Angélique, la passionnée, guette Josef, le fils des voisins qui bêche la terre avec ses gros bras et son dos «nu qui pleurait, un dos triste qu’on aurait voulu caresser.» Elle sait que cette attirance est dangereuse tout comme ce goût pour l’ailleurs.
«Angélique n’aimait pas ses envies de partir au loin, de fuir le plus loin possible et le plus vite aussi, de peur d’être rattrapée, d’être avalée. Quelque chose se tramait, et elle n’aimait pas ça. Elle aurait voulu fuir avant que tout n’éclate, que l’ombre se referme sur elle et ne l’entraîne dans le fossé qui s’élargissait sous ses pieds.» (p.22)
Elle a vite fait de séduire Josef et un enfant s’installe en elle. Que faire sinon l’épouser? Tous vivent dans la maison familiale. Rapidement Angélique offre son mari à sa sœur et le fils qu’elle met au monde. Elle va à la ville, devient peintre, peut enfin vivre ses passions. Elle croit bien échapper au sort réservé aux femmes, mais ce n’est pas si simple.

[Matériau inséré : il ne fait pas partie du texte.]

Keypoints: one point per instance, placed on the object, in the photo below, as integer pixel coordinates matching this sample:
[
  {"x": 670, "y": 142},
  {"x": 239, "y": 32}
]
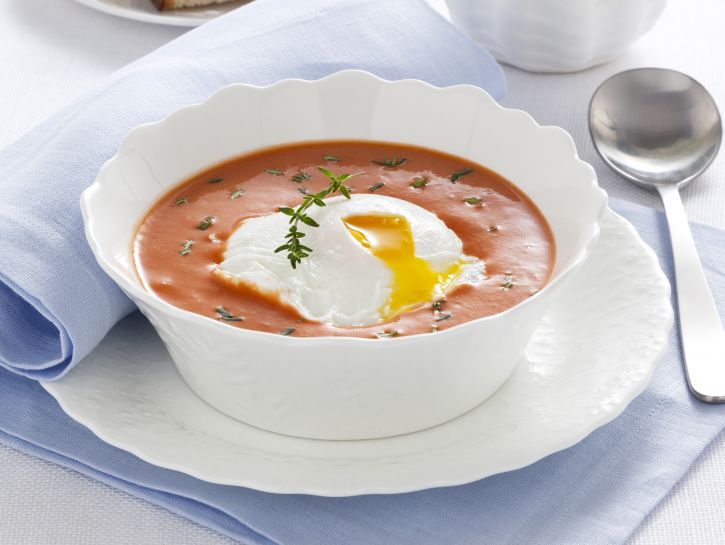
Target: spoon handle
[{"x": 703, "y": 339}]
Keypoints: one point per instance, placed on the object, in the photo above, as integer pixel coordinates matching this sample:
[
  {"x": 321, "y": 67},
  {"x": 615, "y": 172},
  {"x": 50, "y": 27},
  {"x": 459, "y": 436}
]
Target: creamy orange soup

Chacun des personnages hurle sa douleur et tente de dompter sa vie. Un chœur où Anthony, le petit garçon blond d’Angélique, demande à sa mère de revenir, où Josef n’arrive plus à refaire surface devant le désespoir d’Albertine. Au bout d’une terrible dépression, celle-ci se jette dans le puits pour mettre fin à ses souffrances.
Ce suicide traverse le roman, comme un ralenti sans fin. Albertine revoit sa vie, ses espoirs, ses relations avec sa sœur sans qui elle ne peut vivre.

Roman rare

Rares sont les romans qui portent autant de colère. Une révolte contre la malédiction d’être femme, la maternité qui brise le corps. Le beau rêve d’amour s’avère le plus terrible des pièges. C’est cette force de vie en elles qui se retourne pour les détruire et les déformer. Albertine et Angélique ont vu leur mère mourir devant une toile où le sang giclait. Toutes sont écrasées par une fatalité. Comment échapper à son destin biologique?

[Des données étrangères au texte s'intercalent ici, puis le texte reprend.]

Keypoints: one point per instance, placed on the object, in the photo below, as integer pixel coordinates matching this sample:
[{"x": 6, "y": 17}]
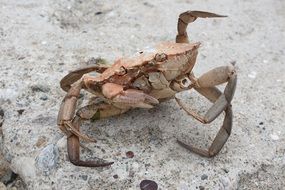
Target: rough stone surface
[{"x": 40, "y": 41}]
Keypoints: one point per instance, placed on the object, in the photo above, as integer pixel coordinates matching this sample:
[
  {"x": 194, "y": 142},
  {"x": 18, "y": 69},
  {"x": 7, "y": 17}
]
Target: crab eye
[
  {"x": 122, "y": 71},
  {"x": 160, "y": 57},
  {"x": 151, "y": 63},
  {"x": 185, "y": 82}
]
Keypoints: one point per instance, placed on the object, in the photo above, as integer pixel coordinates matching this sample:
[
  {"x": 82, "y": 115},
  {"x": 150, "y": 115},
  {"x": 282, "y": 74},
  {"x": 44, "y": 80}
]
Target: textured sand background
[{"x": 41, "y": 41}]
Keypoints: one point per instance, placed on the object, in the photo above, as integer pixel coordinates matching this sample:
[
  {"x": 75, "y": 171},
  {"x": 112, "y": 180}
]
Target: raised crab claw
[{"x": 143, "y": 81}]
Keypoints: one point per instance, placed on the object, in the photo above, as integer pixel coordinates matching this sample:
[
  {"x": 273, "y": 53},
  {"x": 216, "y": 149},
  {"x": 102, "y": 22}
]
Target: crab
[{"x": 143, "y": 81}]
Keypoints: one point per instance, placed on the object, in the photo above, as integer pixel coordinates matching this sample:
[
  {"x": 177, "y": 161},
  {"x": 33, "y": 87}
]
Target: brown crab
[{"x": 143, "y": 81}]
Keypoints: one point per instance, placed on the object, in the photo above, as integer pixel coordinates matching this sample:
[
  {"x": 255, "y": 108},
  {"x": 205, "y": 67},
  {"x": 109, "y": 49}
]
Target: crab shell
[{"x": 150, "y": 71}]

Un roman d’une force terrible, une véritable bombe qui vous pulvérise. Un souffle incantatoire qui nous hante longtemps. Les pulsions des femmes, leurs cris de révolte et de rage explosent dans des tableaux bouleversants. Pascale Bourassa nous entraîne à la limite du supportable. À peine tolérable. Un premier roman, une écrivaine qui s’affirme.

« Le puits » de Pascale Bourassa est paru aux Éditions de La grenouille bleue.